I continued to study the boy’s long hair – I like such hairstyles for young people and imagined the intensity of his desires to quickly meet his loved ones who stayed in Ukraine! Where and to whom did he go? Which country was his destination? I knew that whatever he put in his backpack and suitcase would not be enough, and whatever he had in his wallet, he would spend quickly. I became sadder the longer I watched him. My war memories came to life as well as my own refugee path which had been deeply engraved in my memory. In April 1992 I left Sarajevo, the capital of Bosnia and Herzegovina. After four days of waiting for departures from Sarajevo airport, I managed to fly by military transport to Belgrade, Serbia. Then, for the first and only time in my life, I sat on the floor of an airplane while flying. The irony of my sitting in the bell, military transport to Belgrade [carrying] heavy artillery intended to destroy humans, amazed me. Perhaps, I was partly happier than this young man because I was able to leave war-torn Sarajevo in Bosnia and Herzegovina and return to my parents in Montenegro, which then remained in the alliance with Serbia and was still a safe zone. But I also separated in Sarajevo from my older sister, my aunts, uncles, grandpa and many relatives and friends who remained. I was a little older than this young man, as a second-year student, fourth semester of biology at the School of Natural Sciences and Mathematics at Sarajevo University.

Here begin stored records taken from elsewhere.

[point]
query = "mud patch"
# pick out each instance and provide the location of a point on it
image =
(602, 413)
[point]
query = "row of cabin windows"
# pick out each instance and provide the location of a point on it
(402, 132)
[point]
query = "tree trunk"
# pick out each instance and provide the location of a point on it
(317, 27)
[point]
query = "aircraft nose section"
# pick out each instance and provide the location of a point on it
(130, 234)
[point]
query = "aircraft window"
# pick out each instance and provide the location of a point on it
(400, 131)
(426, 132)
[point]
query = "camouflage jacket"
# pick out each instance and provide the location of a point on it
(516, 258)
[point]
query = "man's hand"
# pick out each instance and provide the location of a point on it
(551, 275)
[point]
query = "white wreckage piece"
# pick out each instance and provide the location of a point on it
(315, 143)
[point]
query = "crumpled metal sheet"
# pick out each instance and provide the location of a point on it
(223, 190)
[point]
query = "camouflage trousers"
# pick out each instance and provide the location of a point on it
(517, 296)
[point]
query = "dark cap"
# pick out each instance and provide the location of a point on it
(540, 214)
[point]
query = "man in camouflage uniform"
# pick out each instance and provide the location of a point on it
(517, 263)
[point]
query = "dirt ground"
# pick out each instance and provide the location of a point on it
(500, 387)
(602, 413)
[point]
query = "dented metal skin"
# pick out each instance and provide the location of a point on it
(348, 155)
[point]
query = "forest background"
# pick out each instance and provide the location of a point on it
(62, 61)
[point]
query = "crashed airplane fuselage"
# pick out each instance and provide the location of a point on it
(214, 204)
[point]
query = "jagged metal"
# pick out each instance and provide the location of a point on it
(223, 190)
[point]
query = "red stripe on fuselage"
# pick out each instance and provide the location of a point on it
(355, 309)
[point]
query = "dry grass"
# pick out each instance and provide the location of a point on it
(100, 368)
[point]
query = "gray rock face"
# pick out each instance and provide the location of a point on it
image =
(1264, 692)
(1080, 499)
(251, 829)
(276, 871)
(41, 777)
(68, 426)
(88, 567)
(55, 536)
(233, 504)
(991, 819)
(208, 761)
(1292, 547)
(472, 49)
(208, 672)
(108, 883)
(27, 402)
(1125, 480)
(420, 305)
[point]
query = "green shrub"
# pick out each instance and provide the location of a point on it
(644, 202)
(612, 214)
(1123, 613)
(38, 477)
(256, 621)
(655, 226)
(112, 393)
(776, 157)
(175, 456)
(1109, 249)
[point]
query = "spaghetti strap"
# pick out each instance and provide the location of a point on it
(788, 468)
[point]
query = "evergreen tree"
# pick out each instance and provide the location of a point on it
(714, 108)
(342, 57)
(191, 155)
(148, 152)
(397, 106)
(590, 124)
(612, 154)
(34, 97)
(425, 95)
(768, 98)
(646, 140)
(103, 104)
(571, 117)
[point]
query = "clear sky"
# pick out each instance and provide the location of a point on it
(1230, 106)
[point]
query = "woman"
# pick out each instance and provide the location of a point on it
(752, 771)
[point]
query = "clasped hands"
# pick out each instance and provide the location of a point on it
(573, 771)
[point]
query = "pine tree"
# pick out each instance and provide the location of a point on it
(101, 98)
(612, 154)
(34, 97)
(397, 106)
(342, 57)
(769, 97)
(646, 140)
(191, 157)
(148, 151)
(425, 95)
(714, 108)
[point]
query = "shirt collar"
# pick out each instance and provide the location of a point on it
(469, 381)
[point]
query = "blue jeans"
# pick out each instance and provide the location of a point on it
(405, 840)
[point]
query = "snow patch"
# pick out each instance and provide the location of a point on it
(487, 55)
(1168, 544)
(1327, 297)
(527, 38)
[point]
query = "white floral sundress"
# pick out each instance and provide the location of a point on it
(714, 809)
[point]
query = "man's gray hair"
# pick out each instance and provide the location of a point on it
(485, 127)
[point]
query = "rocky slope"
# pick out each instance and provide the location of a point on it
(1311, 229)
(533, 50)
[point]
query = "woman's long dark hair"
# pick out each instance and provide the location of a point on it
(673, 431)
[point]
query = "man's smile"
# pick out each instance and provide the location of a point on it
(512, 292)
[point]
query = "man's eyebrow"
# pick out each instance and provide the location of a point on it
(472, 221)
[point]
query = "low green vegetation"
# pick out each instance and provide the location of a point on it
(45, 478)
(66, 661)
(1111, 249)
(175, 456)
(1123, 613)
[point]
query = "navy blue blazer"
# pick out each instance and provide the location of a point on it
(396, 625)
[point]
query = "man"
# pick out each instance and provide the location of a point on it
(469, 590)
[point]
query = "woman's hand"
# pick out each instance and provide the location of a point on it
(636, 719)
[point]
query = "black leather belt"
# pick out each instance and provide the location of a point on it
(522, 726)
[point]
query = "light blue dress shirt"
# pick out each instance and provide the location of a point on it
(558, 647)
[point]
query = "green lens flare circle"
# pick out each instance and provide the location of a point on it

My thoughts suddenly accelerated. I imagined him waiting in line in front of one of the state institutions in one of the European cities to register as a refugee, and to get a status on paper that will determine his stay, certain rights, and due to his age, further education perhaps, as well as financial assistance. The name of this refugee stay in foreign countries on paper often does not sound nice. On my refugee card in Germany, it said “Duldung” which means “suffering.” Nonetheless, the refugee is most grateful. There are exhausting and painful places where refugees must wait for the extension of their stay. I extended my stay every six months. I was surprised when I read that Ukrainians have been approved by European countries for a three-year stay including of course full health care, opportunities for schooling and work, which is huge. It was not like that for the Bosnian refugees.
Where will he be located, I thought. To quickly tame my imagination, I placed him with a relative or parental friend turning off the option of a refugee center. As I imagined, I saw him soon resuming his schooling, beginning to learn the language of the country he came [into], carrying the same backpack from the Ukrainian train station with new books in a new language, as well as carrying the burden of his heavy thoughts of his mother, father, and perhaps a brother, or sister, and all other loved ones left in the city. His days will be busy, but the nights in solitude will be difficult. Each time new thoughts will settle in his head, and this will start to shape him into a person he might not be otherwise. His clothes, food and shelter may be adequate, but his parents’ warm home, emotional, mental, and financial support will no longer be there. He will live for the day he can hug mom while praying day and night for her and the lives of his other loved ones! He will make friends and compare their lives with his life, which was until recently, not much different. Unfortunately, he will not have a clear picture of whether or not, he will be able to return to that life. The enemy has taken cruel care to prevent him from doing so. In short, he will grow up overnight, and his development as an adult male will be very different because it will be shaped by different experiences from those expected only a few months earlier.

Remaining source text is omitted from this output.